A Letter from Rav Aharon Kotler

A biography was recently published about Rav Yechiel Benedict, a distinguished Agudas Yisroel activist in the previous generation. As a young man, Rav Yechiel attended the Knessia Gedolah in Vienna in Elul 5683, where he had the privilege of seeing the Chofetz Chaim and Rav Chaim Ozer Grodzinsky. Rav Yechiel later related that he remembered the shiur that the Chofetz Chaim delivered after Shacharis. After he moved to Eretz Yisroel, he became one of the most prominent activists in Agudas Yisroel and was involved in the party’s Tel Aviv branch. He worked in the Agudas Yisroel office in the city of Tel Aviv, which was home to numerous rabbonim and admorim at the time.

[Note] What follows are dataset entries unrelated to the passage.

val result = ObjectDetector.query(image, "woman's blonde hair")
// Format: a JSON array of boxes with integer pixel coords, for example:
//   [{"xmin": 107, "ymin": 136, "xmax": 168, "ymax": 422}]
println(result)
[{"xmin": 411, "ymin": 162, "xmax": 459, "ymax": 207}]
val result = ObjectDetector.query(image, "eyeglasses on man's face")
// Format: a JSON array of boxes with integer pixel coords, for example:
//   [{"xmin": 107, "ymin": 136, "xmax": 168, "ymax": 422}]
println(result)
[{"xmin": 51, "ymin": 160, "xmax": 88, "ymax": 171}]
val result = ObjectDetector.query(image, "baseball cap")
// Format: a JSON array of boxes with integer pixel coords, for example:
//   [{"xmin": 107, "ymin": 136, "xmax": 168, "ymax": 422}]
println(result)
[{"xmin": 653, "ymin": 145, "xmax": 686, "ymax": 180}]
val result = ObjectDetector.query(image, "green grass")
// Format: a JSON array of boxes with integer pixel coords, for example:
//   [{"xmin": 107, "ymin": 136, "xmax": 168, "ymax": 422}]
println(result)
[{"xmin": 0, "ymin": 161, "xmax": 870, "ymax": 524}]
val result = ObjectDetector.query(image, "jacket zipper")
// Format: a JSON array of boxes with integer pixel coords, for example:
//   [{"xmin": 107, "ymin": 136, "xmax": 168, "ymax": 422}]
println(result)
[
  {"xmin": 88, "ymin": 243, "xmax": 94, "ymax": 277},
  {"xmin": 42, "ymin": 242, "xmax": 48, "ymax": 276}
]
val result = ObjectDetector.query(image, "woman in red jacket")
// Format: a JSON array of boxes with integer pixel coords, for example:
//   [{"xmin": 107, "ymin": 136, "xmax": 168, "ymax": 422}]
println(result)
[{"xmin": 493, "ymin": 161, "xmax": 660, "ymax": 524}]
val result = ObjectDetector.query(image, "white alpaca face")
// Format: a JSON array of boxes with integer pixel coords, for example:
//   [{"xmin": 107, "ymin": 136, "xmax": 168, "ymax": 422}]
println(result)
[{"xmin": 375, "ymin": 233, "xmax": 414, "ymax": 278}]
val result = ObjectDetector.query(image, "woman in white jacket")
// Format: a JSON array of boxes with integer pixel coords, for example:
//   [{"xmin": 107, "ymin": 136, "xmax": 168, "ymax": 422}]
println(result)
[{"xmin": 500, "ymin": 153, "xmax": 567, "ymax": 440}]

I think the following story will be of interest to you: In the summer of 1959, Rav Yechiel received a telegram from Rav Aharon Kotler offering him a position on the Agudas Yisroel slate for the Knesset election. This is an interesting sign of the extent of Rav Aharon’s involvement in the affairs of Agudas Yisroel in Eretz Yisroel. Rav Benedict responded by telegram three days later and informed Rav Aharon that he did not want the position, which he felt would be detrimental to him and to his children. When he finally sent his response, his wife asked him why he had delayed it for so long. “Did it take you three days to decide?” she asked. “Did you even consider taking the position for a moment?”

Rav Yechiel replied, “It is not respectful to give an immediate no to a great man of Rav Aharon’s stature.”

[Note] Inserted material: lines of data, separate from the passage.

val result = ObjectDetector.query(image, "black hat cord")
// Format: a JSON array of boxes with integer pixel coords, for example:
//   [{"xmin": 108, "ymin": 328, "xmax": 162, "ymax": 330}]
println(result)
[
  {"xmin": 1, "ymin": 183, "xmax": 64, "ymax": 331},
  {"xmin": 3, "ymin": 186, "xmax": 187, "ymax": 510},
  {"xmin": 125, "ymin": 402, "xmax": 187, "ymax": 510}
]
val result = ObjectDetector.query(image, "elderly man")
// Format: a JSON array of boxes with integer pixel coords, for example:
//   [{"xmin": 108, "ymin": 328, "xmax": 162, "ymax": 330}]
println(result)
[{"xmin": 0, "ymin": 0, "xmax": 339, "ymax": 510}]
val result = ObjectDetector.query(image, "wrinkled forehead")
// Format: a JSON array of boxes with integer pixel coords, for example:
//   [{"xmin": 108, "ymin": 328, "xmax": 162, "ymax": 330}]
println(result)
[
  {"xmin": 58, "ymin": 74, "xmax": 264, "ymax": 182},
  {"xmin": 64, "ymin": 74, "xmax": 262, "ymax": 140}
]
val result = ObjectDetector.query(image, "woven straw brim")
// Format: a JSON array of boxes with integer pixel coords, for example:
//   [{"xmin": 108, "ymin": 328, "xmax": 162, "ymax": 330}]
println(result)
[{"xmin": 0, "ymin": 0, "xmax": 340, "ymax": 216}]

Rav Yechiel’s son related that he once met Rav Shneur Kotler in Lakewood, and Rav Shneur filled him in on the continuation of that story: “Many years ago, my father received a telegram. When he opened the message and read it, he stood up and began pacing back and forth, immersed in thought, as he mused aloud, ‘How do I respond to him?’ I was very surprised to see my father’s reaction, but I did not know what the telegram was about; all I knew was that it had come from Rav Yechiel Benedict of Agudas Yisroel in Tel Aviv.” Naturally, Rav Shneur asked Rav Yechiel’s son about the contents of that telegram, which affected his father so deeply.

And the story does not end there. Shortly after receiving Rav Benedict’s response, Rav Aharon sent him a letter asking him to assist Rabbi Menachem Porush in his bid to be elected to the Knesset on behalf of Agudas Yisroel. The letter begins with a string of honorifics for Rav Yechiel and continues, ‘I hereby appeal to you regarding the Knesset list, for it would be correct to place Rabbi M.P. in the third place of Agudah’s list, which would be the fifth slot in its united list with Poalei Agudas Yisroel, if that occurs. This would be greatly beneficial for Chinuch Atzmai, in which Rabbi Porush is one of the main figures, for several clear reasons, aside from his involvement in other religious matters and in strengthening the Agudah and increasing its respect in general. It is clear to me that he is deserving of this due to his past accomplishments and, even more importantly, because of the future benefit. I will also inform you that several of the tzaddikim of Yerushalayim asked me to advocate for this while I was in Eretz Yisroel, including a number of outstanding talmidei chochomim who have no personal agendas at all.”

Once again, this letter stands as a testament to the depths of Rav Aharon’s involvement in the internal affairs of Agudas Yisroel in Eretz Yisroel, to the point that he weighed in on its choice of candidates for the Knesset. In this case, however, his principal motivation might have been his concern for Chinuch Atzmai, which was very important to him.